The complexity of the search environment increases as the number of obstacles is increased, as shown in Figure 6. Similar to Scenario 1, all UAVs select action templates

χ_{3}

and execute search Rule 1. Due to the increased number of obstacles, the KD-SAC algorithm is employed to learn and adapt to the new environment, resulting in a new search rule formation. Ultimately, the paths through areas with nine obstacles (represented by black circles in the top view of Figure 6) and two threats (indicated by hemispheres in Figure 6) successfully reach the predicted target location from the start point. The peak depicted in Figure 6 represents the actual target location. Furthermore, as evident from the smoothness of pink lines in Figure 6c,d, KD-SAC demonstrates superior path planning capabilities compared to SAC.

Scenario 3:

The initial information settings of the four UAVs in this scenario are presented in Table 6. Under event attribute

A

and relation condition

ℬ

of Scenario 2, the UAVs execute actions based on the Markov maneuver model and autonomously select templates

χ_{1}

(LiDAR sensor),

χ_{2}

(underwater target detection sensor), and

χ_{3}

(execute search Rule 1). Four distinct prediction points are assigned to UAVs according to Rule 1, resulting in a broader search area compared to Scenario 2. Figure 7 illustrates the path-planning outcomes for all four algorithms employed in this task scenario. It can be seen from Figure 7 that even if multiple UAVs plan trajectories at the same time, the KD-SAC algorithm can plan smoother trajectories, where the trajectory of the UAV4 is particularly smooth. The obstacle avoidance trajectory of UAV1 is smoother compared to Figure 6d, indicating that KD-SAC continuously adjusts the motion state of the UAV to enhance the search rule. This is due to our goal g that takes into account both the smoothness of the path and the threat posed by obstacles along the path. As the number of iterations increases, based on the deductive inference return visit mechanism, the KD-SAC fully learns and consistently identifies the optimal solution from the action strategy set to optimize the action template in the knowledge base.

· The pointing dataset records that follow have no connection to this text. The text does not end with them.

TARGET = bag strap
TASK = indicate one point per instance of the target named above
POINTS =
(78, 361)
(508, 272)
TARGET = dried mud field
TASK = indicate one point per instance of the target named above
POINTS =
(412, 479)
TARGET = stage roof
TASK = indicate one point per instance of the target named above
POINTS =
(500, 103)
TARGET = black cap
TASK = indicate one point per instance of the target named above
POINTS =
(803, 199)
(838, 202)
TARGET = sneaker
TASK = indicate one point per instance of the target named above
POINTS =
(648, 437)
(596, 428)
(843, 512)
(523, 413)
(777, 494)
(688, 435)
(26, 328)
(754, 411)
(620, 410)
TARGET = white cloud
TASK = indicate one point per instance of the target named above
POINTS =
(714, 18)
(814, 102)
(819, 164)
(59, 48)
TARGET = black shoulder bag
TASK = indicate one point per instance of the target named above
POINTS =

5.2. Algorithm Performance Analysis

The performance of the four algorithms was compared through a comparative experiment on comprehensive cooperative evaluation, average reward, and the success rate of the UAV path, based on Section 5.1. The analysis results of the three comparative experiments are presented below.

The comparison of success rates among the four algorithms in Scenario 2 and Scenario 3 is illustrated in Figure 8. As the UAV’s understanding of the environment deepens, all four algorithms are capable of successfully generating an optimal flight path to reach the predicted target point. However, as depicted by result in Figure 8a, after conducting multiple experiments about the complex scenario 2, the success rate of KD-SAC is 73.63%, while SAC, RI-MAC, and PSO experience is 56.36%, 43.75%, and 40.12%, respectively. The KD-SAC algorithm outperforms SAC, PSO, and ACO algorithms significantly in terms of planning success rate. The results presented in Figure 8b demonstrate that, when compared to scenario 2, the success rate of KD-SAC decreases to 71.83%, SAC decreases to 53.26%, and RI-MAC and PSO decrease to 33.35% and 29.21%, respectively. In the face of complex environments with four UAVs, the proposed KD-SAC algorithm maintains a high planning success rate, thereby confirming its superiority and suitability for addressing the problems outlined. The increase in the learning rate enhances the learning speed of KD-SAC. Moreover, as the number of iterations increases, the action template within the knowledge base executes optional action for UAVs in each moment, which improves the learning efficiency of KD-SAC. Consequently, KD-SAC successfully generates an optimal path for a UAV from its initial position to its target position.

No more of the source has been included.